I will ask this: who is measuring productivity in a state-centred economy but the very bureaucrats whose productivity is to be measured? The distortion of a state-heavy economy is itself enough to produce the mirage of a productive economy. But do we always benefit from what they produce: endless regulations, constantly multiplying layers of administration, bottomless pits of entitlements and unlimited interference in the private sector? So many French economic claims are dodgy but the boast that the French are productive is an example of a self-deception repeated so often that many people have come to believe it, including some British politicians who ought to know better.
Here is the sniff test: If the French are so magnificently productive, why are they exporting capital and delocalising industrial production? Why are foreign investors putting their money elsewhere? Why have more jobs been created in Yorkshire than in France in the past five years? Who is rushing to exploit this alleged productivity? Why are 66 per cent of Germans aged 55-64 in work, compared to only 47 per cent of the French? If the French are so productive, why have they managed to produce only 0.3 per cent per cent growth in GDP over the past
seven years? Why has inward investment in France fallen 77 per cent to the lowest level in 27 years, according to the United Nations ($5.7 billion in 2013, vs. $53 billion in the supposedly less productive UK)?

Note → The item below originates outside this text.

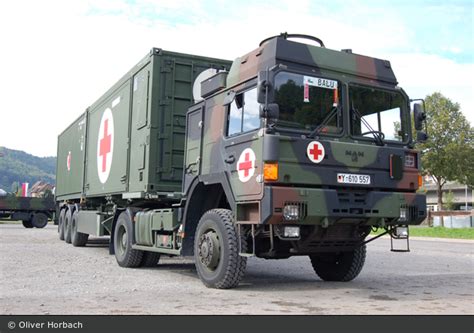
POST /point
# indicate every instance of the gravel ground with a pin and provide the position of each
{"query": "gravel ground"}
(42, 275)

Perhaps the long lines at the cash registers in French supermarkets (because they cannot afford to hire more workers), produce more productivity per cashier employed, but the statistics do not measure the time wasted by frustrated customers waiting to pay.
PRODUIT INTÉRIEUR BRUT
Grossly manipulated domestic product
The French love to boast that they have a higher gross domestic product than Britain but this is a claim that should be taken avec des pincettes (literally with tweezers, or as we would say, with a grain of salt). The French belief in this obviously ridiculous metric evidences the poor quality of much of the Gallic economic discourse. The two economies are very similar in size and therefore which one is the biggest can be largely a matter of the exchange rate chosen to compare them. But the real flaw is that in France, 54 per cent of GDP is represented by state expenditure and of that, 50 per cent is represented by taxes and social charges. The state can literally employ workers to dig ditches and fill them in again (and does, by all accounts), and this counts as GDP. In the UK, government spending represents just over 40 per cent of GDP. Hence, the claim that France has a higher GDP than the UK, even discounting exchange rates, relies on France collecting higher taxes and social charges, which it then cheerfully counts as GDP. The inflated GDP figure plays into another set of misleading claims relating to productivité (productivity).